Una versione grottesca“. Così Roberta Bruzzone bolla il movente delineato dai tre imputati dell’omicidio di Laura Ziliani, ex vigilessa di Temù uccisa nel maggio 2021, ritenendo il loro racconto poco credibile. Anzitutto, secondo la criminologa che ha approfondito il caso nel suo canale YouTube, non è possibile ammettere come verosimile l’idea che la vittima volesse ucciderli. Le figlie di Laura Ziliani, infatti, in aula durante il processo che si celebra a carico del “trio diabolico” in Corte d’Assise a Brescia, hanno dichiarato di aver agito contro la donna perché convinte che lei volesse assassinare. In particolare avvelenandole con della candeggina nel latte. Per questo, secondo il loro resoconto, l’avrebbero “anticipata” disfandosi di lei dopo vari tentativi andati a vuoto.



Secondo la criminologa Bruzzone, il processo non avrà tempi lunghissimi anche alla luce delle loro confessioni: “Fondamentalmente siamo già all’esame degli imputati. Hanno reso versioni abbastanza coerenti tra loro ma hanno distinto le loro posizioni dal punto di vista processuale e adesso si sono affidati ad avvocati diversi, contrariamente a quanto accaduto nella fase precedente in cui tutti e tre erano rappresentati dal medesimo collegio difensivo“. Alla sbarra le figlie della donna, Silvia e Paola Zani, e l’uomo con cui entrambe avrebbero avuto una relazione, Mirto Milani.



Omicidio Laura Ziliani, Bruzzone sul presunto movente: “Elemento maggiormente discutibile”

La criminologa Bruzzone si sofferma in particolare su quello che, a suo avviso, sarebbe “l’elemento maggiormente discutibile” nella versione degli imputati in merito all’omicidio di Laura Ziliani: il presunto movente. Le figlie della donna sostengono di aver maturato la convinzione che la madre volesse uccidere non solo loro, ma anche la terza figlia, affetta da disabilità, alla quale invece Laura Ziliani era molto legata. Nel corso dell’udienza di fine marzo scorso davanti alla Corte d’Assise di Brescia, riporta Ansa, la maggiore, Silvia Zani, ha dichiarato quanto segue: “Quando ho ucciso mia madre, ero convinta al 300 per cento che lei volesse avvelenarci. Ci avrei messo la mano sul fuoco. Ora, dopo tanti mesi in carcere, non sono più così sicura. Eravamo spaventatissimi. Voleva uccidere noi due sorelle e Mirto sarebbe stato un danno collaterale“.
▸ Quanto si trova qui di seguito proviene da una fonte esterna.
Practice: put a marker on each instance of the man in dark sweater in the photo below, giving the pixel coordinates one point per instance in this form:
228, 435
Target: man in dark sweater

Addirittura sono arrivate ad inventarsi” questa storia, ha sottolineato Bruzzone definendola una “invenzione becera”, con lo scopo di “attribuire a Laura Ziliani una serie di tentativi di avvelenamento” ai loro danni. “Sono tutte informazioni che non hanno mai trovato alcun riscontro, che ritengo abbastanza ignobili – ha aggiunto la criminologa -. L’idea di trasformare la vittima in una sorta di aguzzina, quando dagli atti emerge un quadro esattamente opposto a quello che i tre rappresentano, la trovo una scelta difensiva veramente discutibile. Il tipo di capo di imputazione per loro è coerente con una condanna all’ergastolo, questo è il destino processuale di tutti e tre”.